Jika anda menyempatkan diri bermain ke Sasakpanjang Permai, terutama saat melewati rerumputan dan alang-alang, ada baiknya menundukkan muka, bukan tengadah. Karena siapa tahu, ada ular dan terinjak oleh anda.

Kemarin sore (2/6), Adi, anak tetanggaku yang berusia 7 tahun berteriak-teriak; “Ula! ula!”, disambut Bu Mul, tetangga sebelah, yang juga berseru-seru dengan paniknya.

Aku pun keluar membawa tongkat. Tampak seekor ular sepanjang 60-70 cm sedang dalam posisi menyerang (seperti kobra yang mengangkat kepalanya). Di sebelahnya, kucing piaraan tetangga sedang memain-mainkkannya. Kaki depannya mengais-ngais ular berwarna hijau dengan punggung kemerahan itu. Ular itu tampak tak melawan.

Ular sebesar jempol tangan itu tapaknya kekenyangan. Perutnya membuncit sebesar lingkaran yang terbentuk dari ujung jari tengah yang dipertemukan dengan jempol. Mungkin ular itu baru makan tikus, kadal, atau katak.

Pak Har, tetangga yang muncul kemudian, mengambil tindakan. Dia melemparkan potongan genteng ke badannya. Tidak kena. Lalu Pak Man, tetangga sebelah tempat ular itu berada (di depan pintu gerbang kecilnya), memukulnya dengan tongkat kayu. Kena! Sekali pukul, ular itu KO.

Atas saranku, ular itu dikuburkan di dekat pohon pisang oleh Pak Man. Menurutnya, yang tahu seluk-beluk ular, ular itu adalah ular tanah (Calloselasma rhodostoma) yang sangat berbisa. “Racunnya bisa membuat orang mati,” katanya.

* * *

Bukan sekali dua kali ini aku menemukan ular di lingkungan rumah. Mulai dari selokan dekat rumah, dekat pintu masuk, bahkan pernah masuk ke rumah. Semuanya berakhir mati. Yah, daripada membahayakan orang, terutama anak-anak.

Sering pula aku menjumpai ular berukuran besar dan panjang melata menyeberang jalan, saat aku mengendarai motor.
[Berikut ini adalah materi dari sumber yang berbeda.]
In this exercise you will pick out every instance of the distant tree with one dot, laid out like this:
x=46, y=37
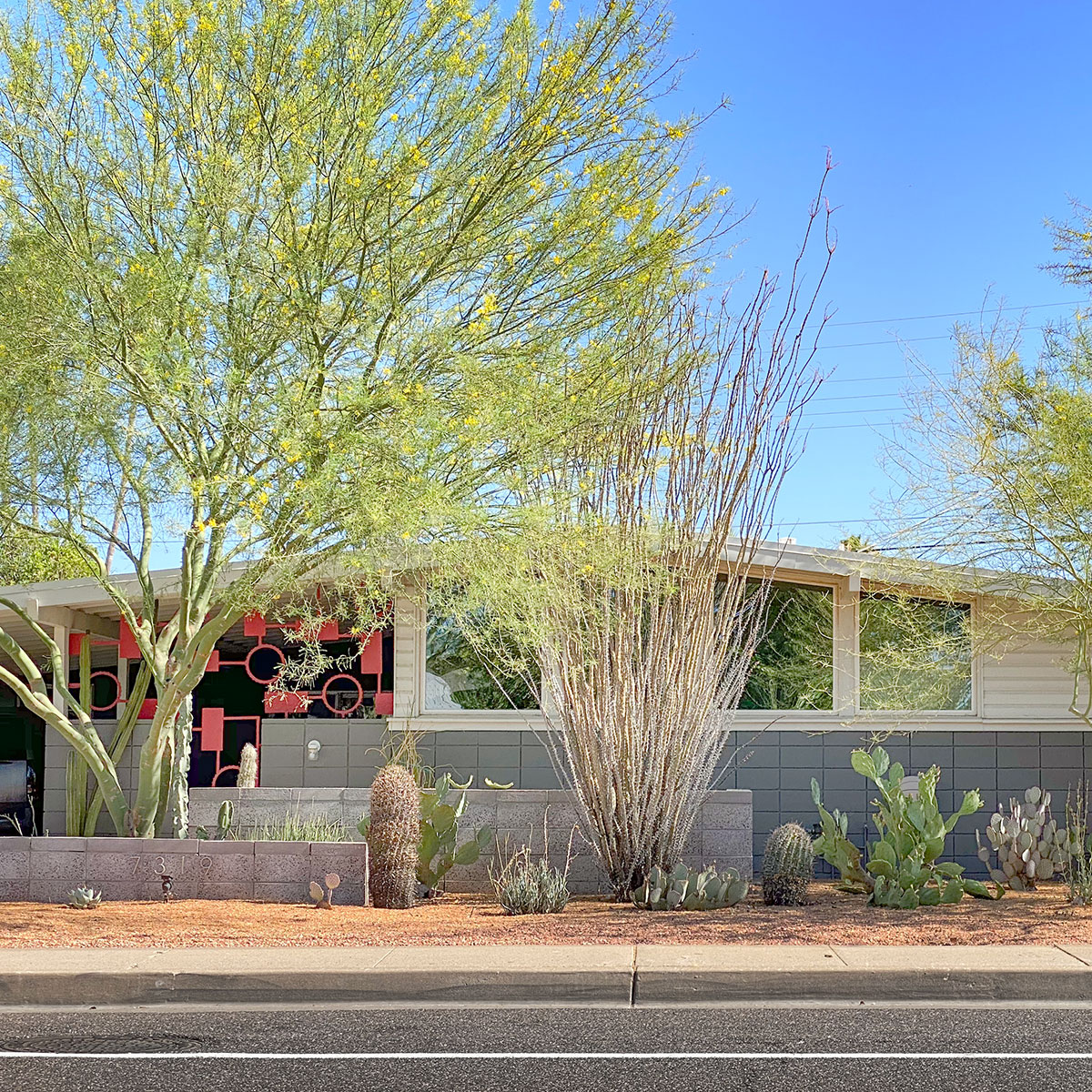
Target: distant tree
x=997, y=464
x=28, y=556
x=303, y=281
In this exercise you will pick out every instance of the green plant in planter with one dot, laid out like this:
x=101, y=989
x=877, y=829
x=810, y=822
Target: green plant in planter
x=904, y=868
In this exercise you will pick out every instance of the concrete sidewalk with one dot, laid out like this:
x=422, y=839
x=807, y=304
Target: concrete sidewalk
x=620, y=976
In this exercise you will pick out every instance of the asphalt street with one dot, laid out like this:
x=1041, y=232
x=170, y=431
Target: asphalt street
x=375, y=1049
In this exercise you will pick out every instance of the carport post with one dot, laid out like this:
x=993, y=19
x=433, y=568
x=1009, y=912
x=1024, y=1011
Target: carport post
x=60, y=636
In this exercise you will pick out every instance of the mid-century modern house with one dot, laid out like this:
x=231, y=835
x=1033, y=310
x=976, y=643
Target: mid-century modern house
x=998, y=722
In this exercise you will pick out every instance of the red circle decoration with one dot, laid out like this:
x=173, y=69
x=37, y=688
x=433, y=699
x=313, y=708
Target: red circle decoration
x=259, y=648
x=117, y=692
x=356, y=704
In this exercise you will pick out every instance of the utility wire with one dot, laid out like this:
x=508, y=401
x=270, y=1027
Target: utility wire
x=959, y=315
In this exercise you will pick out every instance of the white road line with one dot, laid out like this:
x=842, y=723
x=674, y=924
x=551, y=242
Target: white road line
x=568, y=1057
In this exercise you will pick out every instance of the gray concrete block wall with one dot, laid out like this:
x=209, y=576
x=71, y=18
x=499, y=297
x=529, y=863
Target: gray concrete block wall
x=776, y=764
x=46, y=869
x=778, y=767
x=541, y=819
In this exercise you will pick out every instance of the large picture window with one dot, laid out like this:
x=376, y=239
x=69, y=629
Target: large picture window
x=915, y=654
x=468, y=671
x=794, y=662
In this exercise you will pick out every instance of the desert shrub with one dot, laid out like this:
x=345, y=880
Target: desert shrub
x=296, y=828
x=527, y=885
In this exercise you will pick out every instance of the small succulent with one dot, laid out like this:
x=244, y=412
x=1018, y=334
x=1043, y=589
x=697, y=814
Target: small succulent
x=685, y=889
x=325, y=899
x=1030, y=845
x=524, y=885
x=85, y=898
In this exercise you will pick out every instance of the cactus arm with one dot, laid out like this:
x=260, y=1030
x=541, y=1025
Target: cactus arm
x=126, y=722
x=179, y=805
x=30, y=686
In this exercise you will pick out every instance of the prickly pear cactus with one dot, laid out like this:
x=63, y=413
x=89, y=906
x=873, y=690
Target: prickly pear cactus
x=1030, y=845
x=225, y=817
x=787, y=866
x=393, y=836
x=682, y=889
x=440, y=850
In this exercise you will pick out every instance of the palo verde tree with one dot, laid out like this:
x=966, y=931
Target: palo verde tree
x=996, y=465
x=303, y=278
x=634, y=604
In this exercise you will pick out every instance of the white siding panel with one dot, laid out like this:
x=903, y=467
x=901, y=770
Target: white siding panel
x=405, y=659
x=1027, y=682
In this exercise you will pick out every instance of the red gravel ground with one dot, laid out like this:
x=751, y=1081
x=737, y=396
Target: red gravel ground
x=1037, y=917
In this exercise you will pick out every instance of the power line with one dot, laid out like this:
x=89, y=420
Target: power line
x=958, y=315
x=864, y=424
x=858, y=410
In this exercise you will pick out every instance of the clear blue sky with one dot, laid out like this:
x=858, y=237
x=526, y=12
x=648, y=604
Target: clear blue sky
x=958, y=129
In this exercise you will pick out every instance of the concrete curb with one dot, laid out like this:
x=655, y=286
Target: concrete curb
x=620, y=976
x=532, y=975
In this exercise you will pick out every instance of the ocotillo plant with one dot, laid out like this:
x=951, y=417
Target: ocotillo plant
x=393, y=836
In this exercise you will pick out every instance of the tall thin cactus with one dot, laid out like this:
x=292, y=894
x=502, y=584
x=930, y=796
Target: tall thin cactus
x=179, y=798
x=248, y=768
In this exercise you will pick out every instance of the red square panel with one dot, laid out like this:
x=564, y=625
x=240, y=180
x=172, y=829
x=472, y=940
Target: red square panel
x=212, y=730
x=371, y=655
x=126, y=643
x=284, y=703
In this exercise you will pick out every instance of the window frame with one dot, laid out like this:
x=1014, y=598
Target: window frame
x=836, y=713
x=905, y=714
x=503, y=718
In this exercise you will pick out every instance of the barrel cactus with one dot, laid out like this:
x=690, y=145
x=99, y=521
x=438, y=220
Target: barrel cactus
x=393, y=836
x=1029, y=844
x=787, y=866
x=683, y=889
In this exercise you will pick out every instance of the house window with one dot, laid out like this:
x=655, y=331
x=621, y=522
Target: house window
x=472, y=669
x=794, y=663
x=915, y=654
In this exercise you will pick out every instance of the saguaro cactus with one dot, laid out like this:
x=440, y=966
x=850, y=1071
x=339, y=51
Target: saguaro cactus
x=393, y=838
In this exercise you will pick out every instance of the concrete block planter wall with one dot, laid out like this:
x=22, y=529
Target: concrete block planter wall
x=519, y=817
x=45, y=869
Dan aku memilih menghentikan laju motor, atau menghindarinya, ketimbang menggilasnya. Ular itu muncul dari semak-semak di kebun pinggir jalan.

Makanya, saat berjalan di lingkungan tempat tinggalku, mata tak boleh jelalatan, melainkan tundukkan pandangan. Bukan apa-apa, tapi untuk memastikan, yang akan kita pijak itu tanah, bukan ular.